I feel there’s a regular pattern with this blog. Periods of high level activity, followed by months of neglect, followed by an apologetic blog post such as this one, where I attempt to confess my negligence enough to sound contrite, but not so much that it sounds as if large sections of society aren’t able to function properly without my writing.
So – I’m sorry for the lack of blogging recently – but I also realise this blog isn’t essential to your life. Enough? Great. Let’s move on.
Of course regular readers will know WHY 2016 saw me publish fewer than one blog post per month. Adjusting to being a family of 6 has taken…well, 13 months and counting. It’s been wonderful and joyful in so many ways – possibly the best year of my life – but also the hardest. I’ve never worked so hard. When you feel like you’re on the go from 7am to midnight, and are still going to bed with dishes in the sink, laundry in the machine, emails unsent, and texts unreplied to, you wonder how you’re ever going to do anything else with your life ever again. DesertDad and I spent 2015 defending ourselves to a variety of adoption professionals, optimistically proclaiming, time and time over, how we did have room in our lives for an extra child or two – and, consequently, spent 2016 cringeing at our own smugness, the metaphorical banner of “I told you so” flying high above our home.

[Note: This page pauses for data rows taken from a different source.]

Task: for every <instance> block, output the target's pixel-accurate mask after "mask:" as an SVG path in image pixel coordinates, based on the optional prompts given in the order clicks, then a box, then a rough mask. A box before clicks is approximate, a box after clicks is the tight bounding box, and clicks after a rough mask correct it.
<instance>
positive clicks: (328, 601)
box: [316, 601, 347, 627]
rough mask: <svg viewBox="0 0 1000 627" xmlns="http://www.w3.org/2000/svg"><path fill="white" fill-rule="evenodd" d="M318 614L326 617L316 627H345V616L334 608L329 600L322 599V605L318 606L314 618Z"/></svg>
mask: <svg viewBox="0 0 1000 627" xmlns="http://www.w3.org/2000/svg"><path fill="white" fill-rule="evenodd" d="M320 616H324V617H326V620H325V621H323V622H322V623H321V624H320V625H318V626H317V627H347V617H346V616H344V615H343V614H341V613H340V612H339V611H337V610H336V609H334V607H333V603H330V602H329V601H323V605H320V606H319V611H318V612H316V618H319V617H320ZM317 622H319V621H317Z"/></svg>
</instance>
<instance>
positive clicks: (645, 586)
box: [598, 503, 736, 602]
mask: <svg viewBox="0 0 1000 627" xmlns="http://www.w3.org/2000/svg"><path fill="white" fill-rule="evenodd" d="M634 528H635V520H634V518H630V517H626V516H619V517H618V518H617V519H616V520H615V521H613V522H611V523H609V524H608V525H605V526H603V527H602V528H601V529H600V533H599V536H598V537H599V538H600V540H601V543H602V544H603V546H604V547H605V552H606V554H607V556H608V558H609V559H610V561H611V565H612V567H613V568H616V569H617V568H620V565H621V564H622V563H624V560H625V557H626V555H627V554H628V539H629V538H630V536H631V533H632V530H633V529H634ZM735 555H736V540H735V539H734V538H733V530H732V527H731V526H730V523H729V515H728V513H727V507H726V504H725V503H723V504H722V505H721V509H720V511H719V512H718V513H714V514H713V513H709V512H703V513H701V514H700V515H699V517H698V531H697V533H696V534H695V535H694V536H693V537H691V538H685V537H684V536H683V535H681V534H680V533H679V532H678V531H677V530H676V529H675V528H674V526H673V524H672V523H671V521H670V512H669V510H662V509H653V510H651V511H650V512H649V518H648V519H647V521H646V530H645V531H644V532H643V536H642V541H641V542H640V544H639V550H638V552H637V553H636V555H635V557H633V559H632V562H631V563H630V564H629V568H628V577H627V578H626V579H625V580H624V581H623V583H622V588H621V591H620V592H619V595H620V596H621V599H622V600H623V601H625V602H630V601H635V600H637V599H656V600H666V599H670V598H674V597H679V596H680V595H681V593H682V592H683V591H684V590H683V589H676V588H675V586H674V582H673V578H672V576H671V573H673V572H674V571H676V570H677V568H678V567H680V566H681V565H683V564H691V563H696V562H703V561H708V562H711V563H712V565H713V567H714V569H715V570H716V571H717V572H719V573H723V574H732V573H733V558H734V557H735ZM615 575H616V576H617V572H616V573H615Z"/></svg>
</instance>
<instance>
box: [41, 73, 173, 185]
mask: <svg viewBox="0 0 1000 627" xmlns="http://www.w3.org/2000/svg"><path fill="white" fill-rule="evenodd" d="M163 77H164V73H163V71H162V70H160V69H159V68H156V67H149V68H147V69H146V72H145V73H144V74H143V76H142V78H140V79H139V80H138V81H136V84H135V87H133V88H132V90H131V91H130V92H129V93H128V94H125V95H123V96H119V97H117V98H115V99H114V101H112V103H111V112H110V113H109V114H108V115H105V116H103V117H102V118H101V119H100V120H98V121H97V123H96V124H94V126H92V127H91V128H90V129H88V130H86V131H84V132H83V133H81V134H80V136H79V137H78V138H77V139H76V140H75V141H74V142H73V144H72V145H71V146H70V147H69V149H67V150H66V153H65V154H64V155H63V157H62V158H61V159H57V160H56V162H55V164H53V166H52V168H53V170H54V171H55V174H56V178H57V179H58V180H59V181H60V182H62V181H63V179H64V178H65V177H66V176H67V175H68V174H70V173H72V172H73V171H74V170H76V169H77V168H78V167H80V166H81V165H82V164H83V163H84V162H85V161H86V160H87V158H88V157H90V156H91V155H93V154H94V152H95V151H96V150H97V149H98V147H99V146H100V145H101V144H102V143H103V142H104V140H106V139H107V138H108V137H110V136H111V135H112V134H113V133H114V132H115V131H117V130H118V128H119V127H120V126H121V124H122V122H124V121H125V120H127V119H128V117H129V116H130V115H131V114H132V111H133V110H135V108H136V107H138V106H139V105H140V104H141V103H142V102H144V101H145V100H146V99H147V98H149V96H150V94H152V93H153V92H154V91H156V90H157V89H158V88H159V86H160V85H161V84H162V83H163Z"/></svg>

But here’s the irony. In a year which rarely provided me the time or the energy to write, came a call to work on my writing more strongly than ever before. I was stuck. I felt I had to write, that I needed to prioritise it more highly, and yet I couldn’t. Not that there wasn’t inspiration – I wrote thousands of blog posts in my head, whilst cleaning my toddlers’ teeth, or listening to my older kids read, or wiping tables, or tidying (non-stop tidying) – but the moment I found time to sit down and type, the words would disappear. All the clever ways I’d rearranged words in my head to create something witty and wonderful seemed to vanish. I was left with mundane, and I’ve never wanted to write that.
So now we enter 2017 and, as usual, I feel stupidly optimistic about the coming year. I always do, in January. Suddenly, without changing anything about my life, I’m going to be tidier, thinner, fitter, more organised, with a well-coordinated dress sense, perfect hair and a constant stream of home-made goodies making their way into the hands of friends and family – as if my current commitments are just going to magically disappear. What is it about a new year that does this to us?
Anyway, let’s see where this goes. I would love to prioritise this blog highly – and, to help me along, I’m planning to kick off a little series very soon. What we want for our kids will be a discussion of our expectations, our practice and our motives when it comes to raising our kids. I hope it will be thought-provoking – and would love your prayers that I can muster the energy to write something half-decent.